9 June 2008 No Comment

Investing is all about making a return on your money. 

Typical yields in the property market tend to be 3%-5% in the current climate for a single let.  This means that if you are paying interest on a loan of 5% plus, then you’ll be losing money if you’re heavily geared (i.e. your loan to the value of your property is more than 80%). 

With HMOs, yields are 8%-12% for a similar property based on the number of rooms.

 This means a good positive monthly cashflow can be enjoyed and you can truly run a business that brings in cash every month.

A good rule of thumb is to aim to buy a property at between £30,000-£50,000 per room.

This means that a 4 bedroom property with 2 reception rooms on the market for between £180,000-£300,000 could be purchased depending on the market strategy you are following.
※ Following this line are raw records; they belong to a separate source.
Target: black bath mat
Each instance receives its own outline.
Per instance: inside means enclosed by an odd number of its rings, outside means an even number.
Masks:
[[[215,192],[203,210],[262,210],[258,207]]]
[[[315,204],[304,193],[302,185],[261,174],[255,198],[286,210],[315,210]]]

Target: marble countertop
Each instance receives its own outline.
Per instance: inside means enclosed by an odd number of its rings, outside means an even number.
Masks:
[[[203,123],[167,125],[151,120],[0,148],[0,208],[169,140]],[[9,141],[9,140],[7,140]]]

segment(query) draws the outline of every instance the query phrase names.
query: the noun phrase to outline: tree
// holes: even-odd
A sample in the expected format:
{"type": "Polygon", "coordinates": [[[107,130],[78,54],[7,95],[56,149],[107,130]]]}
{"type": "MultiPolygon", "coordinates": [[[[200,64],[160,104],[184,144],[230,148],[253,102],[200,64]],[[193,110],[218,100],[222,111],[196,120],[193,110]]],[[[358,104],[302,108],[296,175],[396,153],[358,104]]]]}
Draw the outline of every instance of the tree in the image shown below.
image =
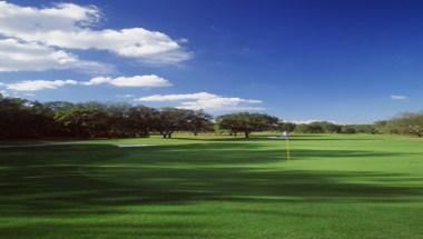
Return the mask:
{"type": "Polygon", "coordinates": [[[78,138],[108,136],[109,118],[105,106],[100,103],[88,102],[61,108],[56,112],[55,120],[78,138]]]}
{"type": "Polygon", "coordinates": [[[188,110],[186,128],[191,131],[194,136],[197,136],[198,132],[213,131],[212,119],[213,117],[203,110],[188,110]]]}
{"type": "Polygon", "coordinates": [[[163,138],[171,138],[177,130],[185,130],[188,122],[188,110],[177,108],[161,108],[156,116],[155,128],[163,138]]]}
{"type": "Polygon", "coordinates": [[[157,114],[157,110],[149,107],[131,107],[128,109],[128,129],[132,131],[134,137],[147,137],[154,128],[157,114]]]}
{"type": "Polygon", "coordinates": [[[293,122],[279,122],[278,123],[278,129],[281,131],[288,131],[288,132],[293,132],[295,130],[297,125],[293,123],[293,122]]]}
{"type": "Polygon", "coordinates": [[[276,117],[265,113],[229,113],[217,119],[220,129],[230,130],[234,135],[244,132],[245,138],[249,138],[253,131],[270,130],[278,123],[276,117]]]}
{"type": "Polygon", "coordinates": [[[423,112],[406,112],[387,120],[384,131],[423,137],[423,112]]]}

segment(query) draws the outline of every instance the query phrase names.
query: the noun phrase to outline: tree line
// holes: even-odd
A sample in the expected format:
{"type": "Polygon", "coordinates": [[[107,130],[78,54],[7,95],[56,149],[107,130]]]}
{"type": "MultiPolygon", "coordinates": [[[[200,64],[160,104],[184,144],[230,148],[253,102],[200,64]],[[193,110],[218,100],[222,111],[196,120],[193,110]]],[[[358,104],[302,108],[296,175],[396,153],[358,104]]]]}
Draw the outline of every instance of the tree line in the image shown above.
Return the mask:
{"type": "Polygon", "coordinates": [[[422,137],[423,112],[403,113],[373,125],[285,122],[266,113],[237,112],[216,117],[203,110],[155,109],[129,103],[38,102],[0,94],[0,139],[129,138],[175,131],[219,132],[249,138],[256,131],[302,133],[401,133],[422,137]]]}

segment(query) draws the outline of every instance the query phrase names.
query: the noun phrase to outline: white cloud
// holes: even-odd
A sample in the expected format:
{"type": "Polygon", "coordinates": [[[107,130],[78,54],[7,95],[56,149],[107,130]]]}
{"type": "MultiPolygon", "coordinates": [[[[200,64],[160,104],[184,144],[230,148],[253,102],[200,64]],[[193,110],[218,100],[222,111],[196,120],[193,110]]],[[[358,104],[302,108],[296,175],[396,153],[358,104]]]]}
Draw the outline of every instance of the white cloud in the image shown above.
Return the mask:
{"type": "Polygon", "coordinates": [[[0,1],[0,34],[6,37],[66,49],[107,50],[151,63],[179,63],[191,58],[179,44],[185,39],[177,41],[144,28],[97,30],[101,19],[94,6],[31,8],[0,1]]]}
{"type": "Polygon", "coordinates": [[[264,110],[262,107],[250,104],[262,103],[260,100],[228,98],[208,92],[184,93],[184,94],[154,94],[137,99],[145,102],[177,101],[178,108],[183,109],[204,109],[214,111],[235,111],[235,110],[264,110]]]}
{"type": "Polygon", "coordinates": [[[407,100],[410,99],[407,96],[399,96],[399,94],[392,94],[391,100],[407,100]]]}
{"type": "Polygon", "coordinates": [[[10,96],[9,92],[6,91],[6,90],[0,90],[0,94],[1,94],[2,97],[9,97],[9,96],[10,96]]]}
{"type": "Polygon", "coordinates": [[[81,82],[86,86],[111,84],[115,87],[168,87],[171,86],[165,78],[156,74],[135,76],[135,77],[96,77],[89,81],[81,82]]]}
{"type": "Polygon", "coordinates": [[[68,84],[77,84],[75,80],[24,80],[16,83],[6,84],[9,90],[17,91],[37,91],[45,89],[57,89],[68,84]]]}
{"type": "Polygon", "coordinates": [[[118,97],[118,98],[134,98],[135,96],[130,94],[130,93],[126,93],[126,94],[116,94],[116,97],[118,97]]]}
{"type": "MultiPolygon", "coordinates": [[[[171,83],[156,74],[148,76],[134,76],[134,77],[97,77],[89,81],[76,81],[76,80],[23,80],[13,83],[2,83],[0,87],[6,87],[9,90],[17,91],[38,91],[45,89],[58,89],[65,86],[98,86],[98,84],[111,84],[115,87],[168,87],[171,83]]],[[[125,94],[126,98],[132,97],[131,94],[125,94]]]]}
{"type": "Polygon", "coordinates": [[[0,39],[0,71],[41,71],[47,69],[69,69],[105,71],[105,66],[80,60],[63,50],[56,50],[36,42],[16,39],[0,39]]]}
{"type": "Polygon", "coordinates": [[[322,122],[322,121],[340,125],[340,122],[337,122],[335,120],[322,120],[322,119],[287,120],[287,122],[293,122],[293,123],[296,123],[296,125],[303,125],[303,123],[304,125],[309,125],[309,123],[313,123],[313,122],[322,122]]]}

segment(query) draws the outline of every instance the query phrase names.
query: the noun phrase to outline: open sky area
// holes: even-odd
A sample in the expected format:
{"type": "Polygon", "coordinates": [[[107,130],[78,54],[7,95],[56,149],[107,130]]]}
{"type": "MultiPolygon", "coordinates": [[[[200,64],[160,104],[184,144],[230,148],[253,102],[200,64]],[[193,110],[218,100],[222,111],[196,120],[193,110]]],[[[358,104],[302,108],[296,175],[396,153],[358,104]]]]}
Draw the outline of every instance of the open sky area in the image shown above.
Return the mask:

Likewise, a 3 bedroom property with 1 reception room on the market for £250,000 would not stack.

Your main expenses on a monthly basis would typically comprise of:

  • Mortgage payments
  • Utility bills
  • Council tax
  • TV licence

Other expenses depending on the type of HMO strategy you are pursuing could include:

  • Broadband
  • Cable/SKY TV
  • Telephone calls
  • Cleaning
  • Gardening
  • Management

Typical cashflow could be anything from £250-£1,000 per calendar month after all of your bills.

How many of these investments would you need before you could quit your job?